L’étymologie de clown n’est pas évidente.

Il semblerait que ce mot anglais soit dérivé du latin colonus, devenu coloun en occitan, donné aux anciens légionnaires romains à qui on a attribué des terres, des « colons » moqués par les paysans pour leur allure dépenaillé. En espagnol ou en italien, le clown est désigné sous le nom de paillasse qu’on retrouve en niçois dans paillassou, l’homme de paille inarticulé qu’on « berne » en le projetant en l’air avec une couverture. Une manière également de relier le ciel et la terre.

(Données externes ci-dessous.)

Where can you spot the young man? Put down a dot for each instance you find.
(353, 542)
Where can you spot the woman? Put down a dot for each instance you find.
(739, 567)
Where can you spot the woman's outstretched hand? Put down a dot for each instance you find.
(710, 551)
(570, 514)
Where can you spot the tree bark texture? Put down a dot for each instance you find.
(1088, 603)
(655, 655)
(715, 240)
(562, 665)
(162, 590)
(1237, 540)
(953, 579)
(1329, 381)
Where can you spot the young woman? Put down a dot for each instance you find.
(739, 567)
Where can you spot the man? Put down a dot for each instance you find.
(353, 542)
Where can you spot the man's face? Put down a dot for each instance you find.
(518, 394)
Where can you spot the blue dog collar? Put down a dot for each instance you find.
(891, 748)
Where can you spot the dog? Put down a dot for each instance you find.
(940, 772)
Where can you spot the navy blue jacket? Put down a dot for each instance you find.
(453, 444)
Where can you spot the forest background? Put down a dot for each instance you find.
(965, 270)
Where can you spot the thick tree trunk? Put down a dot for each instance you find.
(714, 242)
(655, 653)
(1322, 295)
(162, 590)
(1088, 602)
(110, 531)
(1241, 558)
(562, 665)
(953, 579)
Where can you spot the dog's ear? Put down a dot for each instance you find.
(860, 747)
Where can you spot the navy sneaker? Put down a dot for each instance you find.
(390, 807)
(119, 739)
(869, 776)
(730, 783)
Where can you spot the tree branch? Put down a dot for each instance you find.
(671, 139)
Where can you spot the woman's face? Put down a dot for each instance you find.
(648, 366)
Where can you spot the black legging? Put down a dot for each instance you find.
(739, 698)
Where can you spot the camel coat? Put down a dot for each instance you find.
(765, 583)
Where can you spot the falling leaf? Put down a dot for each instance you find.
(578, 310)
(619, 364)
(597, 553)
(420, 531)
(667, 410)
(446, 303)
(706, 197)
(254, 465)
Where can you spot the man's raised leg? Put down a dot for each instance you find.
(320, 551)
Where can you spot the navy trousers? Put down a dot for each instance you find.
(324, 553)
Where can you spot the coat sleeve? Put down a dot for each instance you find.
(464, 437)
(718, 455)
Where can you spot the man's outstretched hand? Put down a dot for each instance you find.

Une oeuvre de Maurice Maubert ©Photo AA

Ce personnage de clown a fait partie des troupes carnavalières, de la comédiateur dell’arte, puis des cirques où il s’est dédoublé en clown blanc et auguste, deux figures raillées pour leurs outrances : l’un dans son côté homme de la ville, autoritaire et parlant « pointu », comme on dit à Nice, l’autre, un paysan maladroit au langage et aux manières grossières, le contraste des deux, faits pour déclencher les rires. Ils se sont imposés à partir du dix-huitième siècle en Angleterre dans les cirques où leur duo s’est affiné autant dans leurs allures : le clown blanc orgueilleux et ridicule, tout de blanc vêtu et maquillé, avec un unique sourcil noir démesuré sur le front et une mouche sur la joue (pour copier les marquises), l’autre, l’Auguste, aux chaussures immenses et habillé de couleurs voyantes avec un gros nez rouge (en cuir avant d’être en mousse) burlesque et maladroit.
Tous deux un peu acrobates, parodiques, et magiciens du verbe ont gagné la faveur des enfants en caricaturant les adultes.

Au vingtième siècle, le clown devient dépressif, colérique, amoureux, il s’est fait punk, hospitalier (pour les enfants), voire triste et maléfique. Il a pris récemment une allure très inquiétante avec le film « Le Joker » qui l’a imposé comme assassin.

Ces figures renvoient en fait aux facettes multiples de la complexité humaine…

Et à des différents regards d’artistes réunis à L’Orange Bleue, un lieu accueillant que Louis Dollé fait vivre depuis des années : atelier, école d’art, espace musical, théâtral, où se croisent artistes, amis et amateurs d’art. C’est vivant, hyperactif : ça scie, ça tape, ça peint, ça discute et Louis déambule, donne des conseils, fait des croquis.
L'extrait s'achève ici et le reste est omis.